Janus didn’t understand it. It seemed like the entire dome was clustered around the airlock. Hundreds of people were being held back by barriers and dome-sec officers. Some enterprising children had climbed onto a nearby rooftop and were waving at him. The sound was deafening. Everyone was smiling and waving and hugging each other, like he hadn’t just stumbled in half dead. About twenty meters in, standing in the middle of the temporary corridor, were Architect Nikandros, Administrator Bennin, Callie Invarian, and Ivan Invarian—former aspirant and current asshole.

Ivan, Janus thought, finding new strength in his anger. He walked toward the reception committee, one foot in front of the other just like he had out in the dust. He ignored the crowd, the strangeness of everything that had happened, and focused on just that one thing, getting to his uncle.

“You did it, Janus!” Callie said.

“Janus,” Ivan said as he approached. “I want you to know—”

Janus got in close—less than half a meter—before bringing his right arm up the way Ivan had just taught him the other day, popping his elbow out at the last moment, and sucker-punching his uncle in the jaw.

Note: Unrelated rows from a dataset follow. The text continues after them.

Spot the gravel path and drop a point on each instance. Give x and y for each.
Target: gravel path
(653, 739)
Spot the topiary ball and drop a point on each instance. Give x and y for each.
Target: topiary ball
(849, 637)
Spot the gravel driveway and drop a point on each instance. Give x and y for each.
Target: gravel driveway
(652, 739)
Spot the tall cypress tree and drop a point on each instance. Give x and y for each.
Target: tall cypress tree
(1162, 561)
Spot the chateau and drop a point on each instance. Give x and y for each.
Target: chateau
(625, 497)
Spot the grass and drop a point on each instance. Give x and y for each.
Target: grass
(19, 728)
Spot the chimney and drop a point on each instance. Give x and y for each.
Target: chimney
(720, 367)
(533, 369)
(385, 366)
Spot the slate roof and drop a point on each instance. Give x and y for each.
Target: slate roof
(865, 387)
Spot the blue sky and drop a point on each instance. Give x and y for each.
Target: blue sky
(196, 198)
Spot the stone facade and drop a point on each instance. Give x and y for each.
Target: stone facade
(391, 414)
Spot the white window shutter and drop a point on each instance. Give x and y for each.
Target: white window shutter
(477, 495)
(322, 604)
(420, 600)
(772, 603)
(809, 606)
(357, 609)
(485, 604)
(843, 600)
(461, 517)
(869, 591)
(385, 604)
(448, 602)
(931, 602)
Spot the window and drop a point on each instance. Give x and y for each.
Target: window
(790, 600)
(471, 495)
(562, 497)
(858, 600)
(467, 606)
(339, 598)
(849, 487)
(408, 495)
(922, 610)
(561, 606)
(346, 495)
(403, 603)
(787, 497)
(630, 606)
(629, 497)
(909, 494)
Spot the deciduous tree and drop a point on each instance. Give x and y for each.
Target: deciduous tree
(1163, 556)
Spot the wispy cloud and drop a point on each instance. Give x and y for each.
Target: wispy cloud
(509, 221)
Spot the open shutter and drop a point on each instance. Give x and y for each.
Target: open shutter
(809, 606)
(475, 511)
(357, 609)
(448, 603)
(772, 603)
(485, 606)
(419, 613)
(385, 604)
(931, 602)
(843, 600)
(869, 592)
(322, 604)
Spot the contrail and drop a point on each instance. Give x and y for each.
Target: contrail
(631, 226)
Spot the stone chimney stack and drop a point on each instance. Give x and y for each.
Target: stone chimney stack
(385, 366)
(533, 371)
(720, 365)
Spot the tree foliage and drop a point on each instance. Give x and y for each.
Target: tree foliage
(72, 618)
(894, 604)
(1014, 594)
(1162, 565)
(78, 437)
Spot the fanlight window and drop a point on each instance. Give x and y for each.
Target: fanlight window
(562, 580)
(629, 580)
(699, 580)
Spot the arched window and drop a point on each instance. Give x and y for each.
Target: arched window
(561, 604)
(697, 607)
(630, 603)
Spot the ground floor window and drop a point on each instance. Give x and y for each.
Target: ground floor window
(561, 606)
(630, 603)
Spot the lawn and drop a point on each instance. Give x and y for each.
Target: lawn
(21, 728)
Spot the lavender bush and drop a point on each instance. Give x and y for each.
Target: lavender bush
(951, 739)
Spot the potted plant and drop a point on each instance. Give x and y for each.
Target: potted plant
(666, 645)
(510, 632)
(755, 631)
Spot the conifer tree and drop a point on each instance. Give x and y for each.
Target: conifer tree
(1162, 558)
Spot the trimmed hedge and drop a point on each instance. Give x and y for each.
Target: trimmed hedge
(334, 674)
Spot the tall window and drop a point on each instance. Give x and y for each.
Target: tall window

Ivan reeled back, surprised, and then he laughed. Nikandros and Bennin smiled at each other, and Ivan spoke to the public announcement system through his comm. “A fighter, ladies and gentlemen!” The crowd cheered and laughed. “You all saw it! We’ve been watching nothing but this for the past twelve hours, and I’m pleased to say that Prime Dome has its aspirant! Janus Invarian, everyone!”

Janus started to fall forward and Ivan caught him, supporting a good bit of his weight.

“Let’s get him to medical,” Bennin said. “You cut it awfully close, Ivan. The Trials start in less than forty-eight hours.”

“He’s ready,” Ivan said. “Void take me, he’s as good as I thought he would be.”